At least Italy’s leaders weren’t assuring everyone that they feltsanguine before announcing yesterday emergency measures to combat the economic ill-effects they are experiencing. And to their credit, they are proposing to implement fiscal measures that are actually meant to reach businesses directly rather than relying on the old trickle-down method.
We’ve now moved to not merely assuming a March cut is baked in the cake — and maybe one bigger than 25 basis points– to debating if they can afford to wait that long and whether they should pull the trigger on an emergency basis.
And do so in tandem with the rest of the world’s central banks. We won’t be shocked and we won’t be awed. Cooperation is a good thing. Would that the powers-that-be could do it under more circumstances.
The Bank of Canada has its March meeting on Wednesday. Futures pricing has them going. Before Powell’s statement economists were undecided. Watch whether that changes rapidly. I suspect we move from talk of a tight housing market and financial stability considerations straight to discussions about not wanting to disappoint market expectations.

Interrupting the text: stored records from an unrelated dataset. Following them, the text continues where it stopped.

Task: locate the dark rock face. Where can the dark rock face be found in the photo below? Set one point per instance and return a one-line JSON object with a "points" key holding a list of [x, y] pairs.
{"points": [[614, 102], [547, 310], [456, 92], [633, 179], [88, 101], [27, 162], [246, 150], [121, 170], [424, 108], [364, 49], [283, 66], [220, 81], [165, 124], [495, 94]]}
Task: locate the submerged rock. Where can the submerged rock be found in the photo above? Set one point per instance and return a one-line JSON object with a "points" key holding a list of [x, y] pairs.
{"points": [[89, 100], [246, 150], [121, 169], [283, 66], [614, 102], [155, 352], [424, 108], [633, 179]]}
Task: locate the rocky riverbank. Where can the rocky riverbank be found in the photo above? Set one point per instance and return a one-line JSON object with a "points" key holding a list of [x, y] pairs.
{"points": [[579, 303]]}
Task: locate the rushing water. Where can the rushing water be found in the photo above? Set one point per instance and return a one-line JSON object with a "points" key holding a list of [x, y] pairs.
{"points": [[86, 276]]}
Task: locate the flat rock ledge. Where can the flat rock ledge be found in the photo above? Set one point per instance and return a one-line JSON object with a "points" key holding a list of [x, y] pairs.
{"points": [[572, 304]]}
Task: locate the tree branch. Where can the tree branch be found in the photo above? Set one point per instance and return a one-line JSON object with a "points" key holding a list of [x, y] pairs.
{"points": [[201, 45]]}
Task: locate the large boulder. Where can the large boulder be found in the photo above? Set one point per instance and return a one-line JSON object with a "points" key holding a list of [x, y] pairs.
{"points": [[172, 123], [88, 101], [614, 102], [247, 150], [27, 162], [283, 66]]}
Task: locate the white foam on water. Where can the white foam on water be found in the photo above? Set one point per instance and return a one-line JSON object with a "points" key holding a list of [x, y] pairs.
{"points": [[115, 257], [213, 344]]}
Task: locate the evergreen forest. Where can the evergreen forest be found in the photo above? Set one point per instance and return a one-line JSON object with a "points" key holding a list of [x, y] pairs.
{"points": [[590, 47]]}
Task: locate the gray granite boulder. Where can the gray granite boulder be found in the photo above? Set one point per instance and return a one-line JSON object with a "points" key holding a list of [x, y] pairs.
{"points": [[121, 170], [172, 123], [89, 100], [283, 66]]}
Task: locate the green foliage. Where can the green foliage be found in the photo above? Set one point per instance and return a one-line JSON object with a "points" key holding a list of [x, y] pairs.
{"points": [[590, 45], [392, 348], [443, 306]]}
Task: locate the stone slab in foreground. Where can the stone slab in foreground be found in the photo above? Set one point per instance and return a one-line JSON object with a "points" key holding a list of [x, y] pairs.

As far as U.S. numbers are concerned, it seems likely that any weakness will be taken as evidence that the economy is slowing and any strength as dated information. In reality, that isn’t necessarily true, but if rate cuts are on offer, that will have to be the interpretation. Especially, if ISM disappoints and no one wants to wait around for an expected robust non-farm payrolls to throw a spanner in the lower-rates works.
There is the usual long list of Fed speakers on the schedule this week. The extent to which they change their messaging will be well worth listening for. What a difference a week makes. This morning the OECD lowered its global growth forecast to what would be the lowest since 2009. The BOJ and BOE have waded in with pledges of support. A lot of people are relearning that globalization isn’t such a bad idea.